His work has been quoted or mentioned in The New York Times, The Wall Street Journal, Los Angeles Times, The Washington Post, NBC News, Time, The New Yorker, HuffPost USA Today, Business Insider, Yahoo, AOL, MarketWatch, The Atlantic, Bloomberg, New York Post, Chicago Tribune, Forbes, The Guardian and many other major publications. McIntyre has been a guest on CNBC, the BBC and television and radio stations across the country.

A magna cum laude graduate of Harvard College, McIntyre also was president of The Harvard Advocate. Founded in 1866, the Advocate is the oldest college publication in the United States.

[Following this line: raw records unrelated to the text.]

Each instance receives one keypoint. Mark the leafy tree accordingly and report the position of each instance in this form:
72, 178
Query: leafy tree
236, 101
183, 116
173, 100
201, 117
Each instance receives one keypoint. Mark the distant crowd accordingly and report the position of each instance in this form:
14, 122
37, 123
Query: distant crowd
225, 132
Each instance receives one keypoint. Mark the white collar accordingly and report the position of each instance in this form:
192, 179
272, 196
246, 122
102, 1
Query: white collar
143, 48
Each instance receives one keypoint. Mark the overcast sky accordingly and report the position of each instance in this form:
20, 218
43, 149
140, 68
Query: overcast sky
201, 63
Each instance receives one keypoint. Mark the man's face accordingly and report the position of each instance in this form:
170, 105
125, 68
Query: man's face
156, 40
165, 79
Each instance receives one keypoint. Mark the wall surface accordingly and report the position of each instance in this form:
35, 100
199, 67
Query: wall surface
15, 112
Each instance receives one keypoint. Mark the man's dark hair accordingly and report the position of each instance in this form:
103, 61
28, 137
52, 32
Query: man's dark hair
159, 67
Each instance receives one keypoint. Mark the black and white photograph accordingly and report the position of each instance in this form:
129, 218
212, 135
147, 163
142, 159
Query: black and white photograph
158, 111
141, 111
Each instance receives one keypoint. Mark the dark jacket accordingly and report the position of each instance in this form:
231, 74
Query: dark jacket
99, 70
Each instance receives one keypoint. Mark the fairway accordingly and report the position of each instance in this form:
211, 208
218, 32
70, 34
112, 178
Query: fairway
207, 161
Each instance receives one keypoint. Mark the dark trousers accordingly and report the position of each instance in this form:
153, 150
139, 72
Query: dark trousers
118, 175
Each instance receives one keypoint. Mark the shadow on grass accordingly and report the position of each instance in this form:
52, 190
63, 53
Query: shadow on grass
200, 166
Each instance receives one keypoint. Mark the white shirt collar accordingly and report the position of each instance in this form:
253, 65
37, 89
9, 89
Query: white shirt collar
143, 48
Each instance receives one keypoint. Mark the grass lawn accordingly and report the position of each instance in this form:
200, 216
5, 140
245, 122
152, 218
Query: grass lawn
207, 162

TheStreet.com, Comps.com and Edgar Online are some of the public companies for which McIntyre served on the board of directors. He was a Vicinity Corporation board member when the company was sold to Microsoft in 2002. He served on the audit committees of some of these companies.

McIntyre has been the CEO of FutureSource, a provider of trading terminals and news to commodities and futures traders. He was president of Switchboard, the online phone directory company. He served as chairman and CEO of On2 Technologies, the video compression company that provided video compression software for Adobe’s Flash. Google bought On2 in 2009.